Statue and Bench At City Hall South

Corner of 1st Ave. SE and E. Sunset Way

Linda Ruehle with Commemorative Statue

Linda Ruehle, at the celebration of her retirement, poses next to a statue inspired by her long tenure as City Clerk. (Photo by Steve Gierke, 2001)

[The following article is adapted from the Washington Municipal Clerks’ Association (WMCA) Fall 2001 quarterly newsletter]

Linda Ruehle, City Clerk for the City of Issaquah retired on June 1, 2001, after serving the City and the community for 30 years.  On October 5, 2001, Linda was honored by her City during a dedication ceremony of a life-sized bench sculpture installed outside the City Council Chambers at the corner of 1st Ave.
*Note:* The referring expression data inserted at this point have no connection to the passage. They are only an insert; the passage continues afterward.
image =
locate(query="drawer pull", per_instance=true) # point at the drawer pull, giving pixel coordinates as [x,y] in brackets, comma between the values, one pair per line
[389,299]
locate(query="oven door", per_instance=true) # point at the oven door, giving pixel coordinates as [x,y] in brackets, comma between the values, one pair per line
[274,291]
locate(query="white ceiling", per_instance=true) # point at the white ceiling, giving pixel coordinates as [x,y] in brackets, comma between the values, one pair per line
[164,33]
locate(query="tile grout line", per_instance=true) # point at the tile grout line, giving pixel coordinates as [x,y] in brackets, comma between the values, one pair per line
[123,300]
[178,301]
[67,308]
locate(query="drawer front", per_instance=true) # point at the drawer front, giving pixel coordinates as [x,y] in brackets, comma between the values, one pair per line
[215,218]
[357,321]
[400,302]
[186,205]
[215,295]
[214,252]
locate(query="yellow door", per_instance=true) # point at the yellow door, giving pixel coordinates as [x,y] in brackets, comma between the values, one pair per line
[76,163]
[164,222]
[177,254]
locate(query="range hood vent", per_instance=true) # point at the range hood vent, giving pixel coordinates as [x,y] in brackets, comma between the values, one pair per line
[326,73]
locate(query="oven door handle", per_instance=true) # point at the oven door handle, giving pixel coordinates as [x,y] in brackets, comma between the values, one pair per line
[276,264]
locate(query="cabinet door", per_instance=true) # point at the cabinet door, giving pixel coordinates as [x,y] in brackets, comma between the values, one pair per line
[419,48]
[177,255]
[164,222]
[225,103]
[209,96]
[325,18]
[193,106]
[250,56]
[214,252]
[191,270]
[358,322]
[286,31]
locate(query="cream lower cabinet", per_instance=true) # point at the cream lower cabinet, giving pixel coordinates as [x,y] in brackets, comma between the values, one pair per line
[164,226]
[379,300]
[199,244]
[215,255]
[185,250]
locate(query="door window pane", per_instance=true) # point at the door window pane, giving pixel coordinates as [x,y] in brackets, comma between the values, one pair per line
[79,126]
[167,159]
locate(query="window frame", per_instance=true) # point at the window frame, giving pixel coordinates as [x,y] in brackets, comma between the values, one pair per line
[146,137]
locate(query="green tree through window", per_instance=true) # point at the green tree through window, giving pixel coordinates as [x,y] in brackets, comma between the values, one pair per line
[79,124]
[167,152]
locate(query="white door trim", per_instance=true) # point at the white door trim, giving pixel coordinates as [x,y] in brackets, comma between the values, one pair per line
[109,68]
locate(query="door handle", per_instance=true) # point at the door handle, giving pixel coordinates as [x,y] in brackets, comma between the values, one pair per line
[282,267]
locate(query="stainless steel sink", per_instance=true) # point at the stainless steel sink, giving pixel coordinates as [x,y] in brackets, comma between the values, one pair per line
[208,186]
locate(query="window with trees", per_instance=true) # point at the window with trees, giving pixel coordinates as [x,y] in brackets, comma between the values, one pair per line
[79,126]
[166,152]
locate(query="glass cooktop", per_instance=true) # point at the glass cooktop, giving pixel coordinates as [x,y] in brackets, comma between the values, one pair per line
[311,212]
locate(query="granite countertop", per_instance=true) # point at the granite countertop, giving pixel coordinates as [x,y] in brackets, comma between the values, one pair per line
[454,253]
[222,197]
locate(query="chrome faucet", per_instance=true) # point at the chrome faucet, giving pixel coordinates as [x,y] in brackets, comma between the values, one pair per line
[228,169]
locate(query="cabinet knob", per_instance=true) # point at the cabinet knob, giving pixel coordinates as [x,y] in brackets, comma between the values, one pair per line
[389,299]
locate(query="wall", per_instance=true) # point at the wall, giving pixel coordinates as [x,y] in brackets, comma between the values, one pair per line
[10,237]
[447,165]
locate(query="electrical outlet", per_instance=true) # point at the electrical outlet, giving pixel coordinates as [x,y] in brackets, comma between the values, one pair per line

SE and E. Sunset Way.

The cast aluminum bench was sculpted by famous Pacific Northwest artist, Richard Beyer, who is most well known for his “Waiting For The Interurban” sculpture in the Fremont district of Seattle.  The bench features a “representation” of Linda sitting on a bench supported by ordinance books, as she looks through one of the record books (see photo).  The bench was paid for by the City of Issaquah Arts Commission and private donations.

According to Linda, “I’m very overwhelmed and very proud.  It’s a tremendous honor; and it’s very humbling to think the City would do this for me.  I have always felt appreciated by my City, but this makes me feel even more appreciated for all those late night meetings and long hours of hard work.”   City Administrator Leon Kos says the permanent honor is well deserved.  “She was an extremely devoted and loyal employee.  We really appreciated her thoroughness and knowledge,” Kos said.

Linda says that Issaquah has always been in the forefront on many things, and that perhaps this sculpture of a City Clerk is also a “first” in the State (or even in the nation).  “My greatest hope is that the sculpture will raise the awareness of the position of the City Clerk, in general, and the essential governmental services that the Office of the City Clerk provides,” said Ruehle.

Linda Ruehle with City Ordinance Book

Linda Ruehle at her desk (circa 1976) posing with the City’s original ordinance book. The book starts out with the hand-written Ordinance 1, dated April 1892. (Photo courtesy of Linda Ruehle).